An unaware heiress

8 June 2020

A new customer came to see me last month. A widow with long-grown and married children. The reason was her wish to use a small part of the equity in her home for donations to children and grandchildren.
The first analysis indicated more than enough space; the monthly charge was easily affordable and the space in the home value ample. I asked about the certificate of inheritance with which the will of her husband, who died 5 years ago, was executed. My client told me it was never made up. Her bank, the pension provider and other bodies had not deemed the certificate of inheritance necessary to preserve her rights that she already had with her husband as a joint beneficiary. The mortgage bank where her loan had to be increased was also practical: a copy of the will and a current confirmation from the central wills register that should show that the will is still current were sufficient to give the customer her new mortgage.
I have asked my client to think hard again, regardless of whether it is necessary for the mortgage bank, to have a certificate of inheritance drawn up by her notary. In that statement, it would be confirmed in this case that she did not reject her inheritance according to the will. Because it has not yet happened, she and her children remain heirs in the undivided estate of her husband. One hopes not for her, but if one of her children dies before she does, and the daughter-in-law demands her inheritance, a conflict comes and perhaps that will lead to the forced sale of the house to which the client is so very attached.
Above all, she did not want any risk of a conflict between the children and that is why she decided to have the statement made. That is not free, but not a waste of money because in the end the statement has to be made. I think that’s sensible.

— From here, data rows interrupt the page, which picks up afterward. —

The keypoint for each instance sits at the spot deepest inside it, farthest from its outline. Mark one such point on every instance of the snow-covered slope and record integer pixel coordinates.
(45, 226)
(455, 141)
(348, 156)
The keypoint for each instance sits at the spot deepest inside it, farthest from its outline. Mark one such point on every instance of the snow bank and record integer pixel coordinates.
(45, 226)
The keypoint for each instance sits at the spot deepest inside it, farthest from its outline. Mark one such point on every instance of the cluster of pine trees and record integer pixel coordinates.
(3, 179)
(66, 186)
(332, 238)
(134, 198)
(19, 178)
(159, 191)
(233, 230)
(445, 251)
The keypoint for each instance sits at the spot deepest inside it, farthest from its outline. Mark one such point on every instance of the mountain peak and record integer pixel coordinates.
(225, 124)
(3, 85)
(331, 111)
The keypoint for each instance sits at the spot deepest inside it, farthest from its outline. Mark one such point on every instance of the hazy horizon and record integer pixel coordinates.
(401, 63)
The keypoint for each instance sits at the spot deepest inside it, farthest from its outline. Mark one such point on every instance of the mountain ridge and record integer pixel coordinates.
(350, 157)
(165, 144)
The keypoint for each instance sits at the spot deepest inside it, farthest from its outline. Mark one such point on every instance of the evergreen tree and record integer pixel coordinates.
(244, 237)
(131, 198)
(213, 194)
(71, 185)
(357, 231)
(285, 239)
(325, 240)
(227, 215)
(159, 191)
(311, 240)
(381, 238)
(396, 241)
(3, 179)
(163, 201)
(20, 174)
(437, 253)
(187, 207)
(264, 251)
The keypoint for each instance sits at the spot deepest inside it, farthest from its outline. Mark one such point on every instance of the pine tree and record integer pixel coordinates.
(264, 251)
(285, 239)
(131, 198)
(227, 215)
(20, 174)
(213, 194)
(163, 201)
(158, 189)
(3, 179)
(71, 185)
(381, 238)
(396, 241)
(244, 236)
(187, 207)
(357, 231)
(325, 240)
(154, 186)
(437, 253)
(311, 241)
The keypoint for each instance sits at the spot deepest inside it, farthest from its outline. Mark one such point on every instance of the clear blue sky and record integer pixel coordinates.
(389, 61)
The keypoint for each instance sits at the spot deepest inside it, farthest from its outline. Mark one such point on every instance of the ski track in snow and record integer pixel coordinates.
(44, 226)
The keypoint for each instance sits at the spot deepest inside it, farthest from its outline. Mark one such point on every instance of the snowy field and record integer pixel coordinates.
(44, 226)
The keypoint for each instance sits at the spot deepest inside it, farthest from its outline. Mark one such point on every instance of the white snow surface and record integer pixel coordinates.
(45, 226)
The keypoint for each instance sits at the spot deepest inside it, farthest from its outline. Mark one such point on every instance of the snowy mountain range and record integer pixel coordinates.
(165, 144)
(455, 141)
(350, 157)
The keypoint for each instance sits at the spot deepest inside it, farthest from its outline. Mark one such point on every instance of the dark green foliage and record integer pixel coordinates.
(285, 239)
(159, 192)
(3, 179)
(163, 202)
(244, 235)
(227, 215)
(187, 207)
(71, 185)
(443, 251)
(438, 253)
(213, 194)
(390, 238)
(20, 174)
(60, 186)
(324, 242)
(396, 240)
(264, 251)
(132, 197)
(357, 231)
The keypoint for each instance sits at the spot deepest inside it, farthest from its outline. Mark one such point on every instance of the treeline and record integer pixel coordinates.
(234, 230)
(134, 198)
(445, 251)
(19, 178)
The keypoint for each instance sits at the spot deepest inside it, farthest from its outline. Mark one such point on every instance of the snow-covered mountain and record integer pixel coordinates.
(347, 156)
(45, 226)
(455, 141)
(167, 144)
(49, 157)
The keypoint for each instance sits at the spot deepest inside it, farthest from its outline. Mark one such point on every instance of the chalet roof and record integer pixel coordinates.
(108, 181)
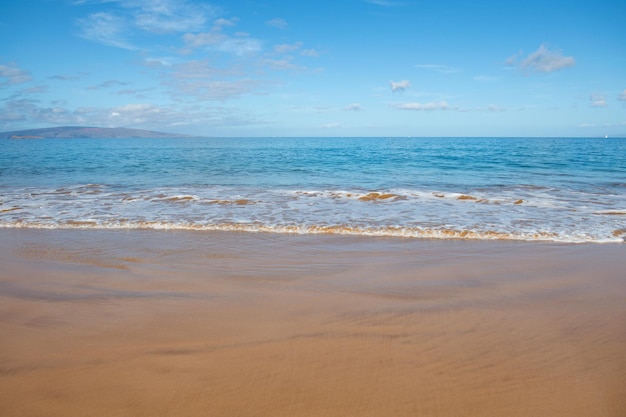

Two more points. In recent years, the family has behaved as if the well-drafted will had been executed. That is not fiscally correct. This is still a point – dependant on each of the children’s situation – to ponder on. Fortunately for the client, she was not in a hurry to increase the mortgage, her mortgage bank’s competitive rates meant there was no need to switch to another, and her existing mortgage bank was flexible enough not to formally demand a certificate of inheritance. But that can turn out differently, I know from experience.
I am happy that the client can fulfill her wish and that we have prevented unintended, from family law point of view very nasty, risks by actually executing the will.